Describe the historical development of biotechnology
- For thousands of years, humankind has used biotechnology in agriculture, food production, and medicine.
- In the late 20th and early 21st century, biotechnology has expanded to include new and diverse sciences such as genomics, recombinant gene technologies, applied immunology, and development of pharmaceutical therapies and diganostic tests.
- Biotechnology has applications in four major industrial areas, including health care (medical), crop production and agriculture, non food (industrial) uses of crops and other products (e.g. biodegradable plastics, vegetable oil, biofuels), and environmental uses.
- nanotechnology: the science and technology of creating nanoparticles and of manufacturing machines which have sizes within the range of nanometres
Biotechnology: Brewing (fermentation of beer) was an early application of biotechnology.
People have used biotechnology processes, such as selectively breeding animals and fermentation, for thousands of years. Late 19th and early 20thcentury discoveries of how microorganisms carry out commercially useful processes and how they cause disease led to the commercial production of vaccines and antibiotics. Improved methods for animal breeding have also resulted from these efforts. Scientists in the San Francisco Bay Area took a giant step forward with the discovery and development of recombinant DNA techniques in the 1970s. The field of biotechnology continues to accelerate with new discoveries and new applications expected to benefit the economy throughout the 21st century.

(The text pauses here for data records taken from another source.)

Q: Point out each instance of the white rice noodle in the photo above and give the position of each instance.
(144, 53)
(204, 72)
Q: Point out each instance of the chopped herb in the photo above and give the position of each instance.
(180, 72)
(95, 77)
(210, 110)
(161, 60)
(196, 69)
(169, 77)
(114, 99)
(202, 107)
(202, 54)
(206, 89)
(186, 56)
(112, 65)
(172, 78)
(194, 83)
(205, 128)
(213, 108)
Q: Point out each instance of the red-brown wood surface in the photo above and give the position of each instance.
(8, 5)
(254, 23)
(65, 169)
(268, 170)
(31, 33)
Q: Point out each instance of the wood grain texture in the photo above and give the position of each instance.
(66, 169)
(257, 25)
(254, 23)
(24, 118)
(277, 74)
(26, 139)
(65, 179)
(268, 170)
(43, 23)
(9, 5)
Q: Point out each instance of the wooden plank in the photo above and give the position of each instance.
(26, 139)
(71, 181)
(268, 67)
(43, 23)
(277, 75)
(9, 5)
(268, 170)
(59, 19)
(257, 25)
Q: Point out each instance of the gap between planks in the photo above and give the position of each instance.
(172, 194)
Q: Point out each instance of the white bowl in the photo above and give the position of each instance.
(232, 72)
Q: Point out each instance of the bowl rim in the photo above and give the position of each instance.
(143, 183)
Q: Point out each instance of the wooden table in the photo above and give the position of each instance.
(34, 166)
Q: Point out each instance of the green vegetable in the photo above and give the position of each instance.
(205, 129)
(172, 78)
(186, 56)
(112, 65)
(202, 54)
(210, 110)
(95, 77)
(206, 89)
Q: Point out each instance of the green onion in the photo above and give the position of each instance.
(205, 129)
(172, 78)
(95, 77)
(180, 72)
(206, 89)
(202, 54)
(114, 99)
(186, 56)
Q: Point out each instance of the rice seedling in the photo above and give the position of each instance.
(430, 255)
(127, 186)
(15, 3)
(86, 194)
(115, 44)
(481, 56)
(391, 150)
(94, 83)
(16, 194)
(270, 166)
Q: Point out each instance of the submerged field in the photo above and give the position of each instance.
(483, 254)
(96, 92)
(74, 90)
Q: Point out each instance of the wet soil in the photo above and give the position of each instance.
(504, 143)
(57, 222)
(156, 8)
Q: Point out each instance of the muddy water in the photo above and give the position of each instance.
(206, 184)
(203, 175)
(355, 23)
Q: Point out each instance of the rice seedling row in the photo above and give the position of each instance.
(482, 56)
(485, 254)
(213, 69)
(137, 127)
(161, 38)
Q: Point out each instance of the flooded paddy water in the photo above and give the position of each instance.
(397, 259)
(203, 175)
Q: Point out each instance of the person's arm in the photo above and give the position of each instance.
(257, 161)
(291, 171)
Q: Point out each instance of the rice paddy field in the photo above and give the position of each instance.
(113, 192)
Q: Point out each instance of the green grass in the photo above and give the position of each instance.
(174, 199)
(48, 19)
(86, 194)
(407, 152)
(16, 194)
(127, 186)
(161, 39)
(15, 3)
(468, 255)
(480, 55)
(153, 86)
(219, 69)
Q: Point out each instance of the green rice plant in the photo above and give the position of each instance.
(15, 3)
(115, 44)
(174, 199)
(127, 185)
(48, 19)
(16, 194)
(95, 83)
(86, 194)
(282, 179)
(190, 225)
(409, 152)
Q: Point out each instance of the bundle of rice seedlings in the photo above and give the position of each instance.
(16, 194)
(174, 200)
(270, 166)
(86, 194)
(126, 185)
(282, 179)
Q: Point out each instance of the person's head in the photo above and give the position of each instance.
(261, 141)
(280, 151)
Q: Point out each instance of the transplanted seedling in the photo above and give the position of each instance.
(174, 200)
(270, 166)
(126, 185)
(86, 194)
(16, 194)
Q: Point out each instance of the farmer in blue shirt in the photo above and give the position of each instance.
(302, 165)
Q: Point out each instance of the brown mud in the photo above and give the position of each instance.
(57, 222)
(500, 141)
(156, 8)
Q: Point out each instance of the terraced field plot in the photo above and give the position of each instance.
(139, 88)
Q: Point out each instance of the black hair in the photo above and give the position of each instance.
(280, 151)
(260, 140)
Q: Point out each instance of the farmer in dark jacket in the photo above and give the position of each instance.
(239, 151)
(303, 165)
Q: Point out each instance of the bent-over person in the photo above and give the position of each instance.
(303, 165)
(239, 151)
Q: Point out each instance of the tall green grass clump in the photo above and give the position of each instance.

In its broadest definition, biotechnology is the application of biological techniques and engineered organisms to make products or modify plants and animals to carry desired traits. This definition also extends to the use of various human cells and other body parts to produce desirable products. Bioindustry refers to the cluster of companies that produce engineered biological products and their supporting businesses. Biotechnology refers to the use of the biological sciences (such as gene manipulation), often in combination with other sciences (such as materials sciences, nanotechnology, and computer software), to discover, evaluate and develop products for bioindustry. Biotechnology products have made it easier to detect and diagnose illnesses. Many of these new techniques are easier to use and some, such as pregnancy testing, can even be used at home. More than 400 clinical diagnostic devices using biotechnology products are in use today. The most important are screening techniques to protect the blood supply against contamination by AIDS and the hepatitis B and C viruses.